Another aspect of the invention as described in Claim 2 relates to an apparatus as described in Claim 1 for producing a DNA doped carbon cluster wherein the RF current applying electrode composed of a wire mesh comprises a laminated electrode composed of two kinds of wire meshes having different mesh densities.

A yet another aspect of the invention as described in Claim 3 relates to an apparatus as described in Claim 1 or 2 for producing a DNA doped carbon cluster wherein the solvent of the DNA containing solution is any one chosen from the group consisting of pure water, distilled water and liquid paraffin.

A further aspect of the invention as described in Claim 4 relates to an apparatus for producing a DNA doped carbon cluster comprising an RF current applying electrode composed of a porous material or a wire mesh capable of retaining a DNA containing solution, a grounding electrode placed opposite to the RF current applying electrode, and a power source for supplying an RF output to the RF current applying electrode, wherein the solvent of the DNA containing solution is liquid paraffin.

A still further aspect of the invention as described in Claim 5 relates to an apparatus as described in any one of Claims 1 to 4 for producing a DNA doped carbon cluster wherein the grounding electrode and the RF current applying electrode are arranged on a silicon substrate.

A still further aspect of the invention as described in Claim 6 relates to an apparatus as described in any one of Claims 1 to 4 for producing a DNA doped carbon cluster wherein the grounding electrode and the RF current applying electrode are arranged on a glass substrate.
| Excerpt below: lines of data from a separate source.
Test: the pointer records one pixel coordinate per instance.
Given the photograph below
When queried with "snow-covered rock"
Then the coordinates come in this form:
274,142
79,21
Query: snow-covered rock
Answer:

A still further aspect of the invention as described in Claim 7 relates to a method for producing a DNA doped carbon cluster comprising the step of applying an RF output to a space between the RF applying electrode retaining DNA and the grounding electrode placed opposite to the RF applying electrode which bears hollow carbon clusters on its surface, so as to generate plasma in that space, thereby producing DNA doped carbon clusters.

A still further aspect of the invention as described in Claim 8 relates to a method for producing a DNA doped carbon cluster comprising the step of applying an RF power to a space between the RF applying electrode retaining DNA-containing liquid paraffin and the grounding electrode placed opposite to the RF applying electrode so as to generate plasma in that space, thereby producing DNA doped carbon clusters.

A still further aspect of the invention as described in Claim 9 relates to a method as described in Claim 7 or 8 for producing a DNA doped carbon cluster wherein generation of plasma is achieved under the atmospheric pressure.

A still further aspect of the invention as described in Claim 10 relates to a DNA doped carbon cluster produced with an apparatus as described in any one of Claims 1 to 6.

A still further aspect of the invention as described in Claim 11 relates to a DNA doped carbon cluster produced by a method as described in any one of Claims 7 to 8.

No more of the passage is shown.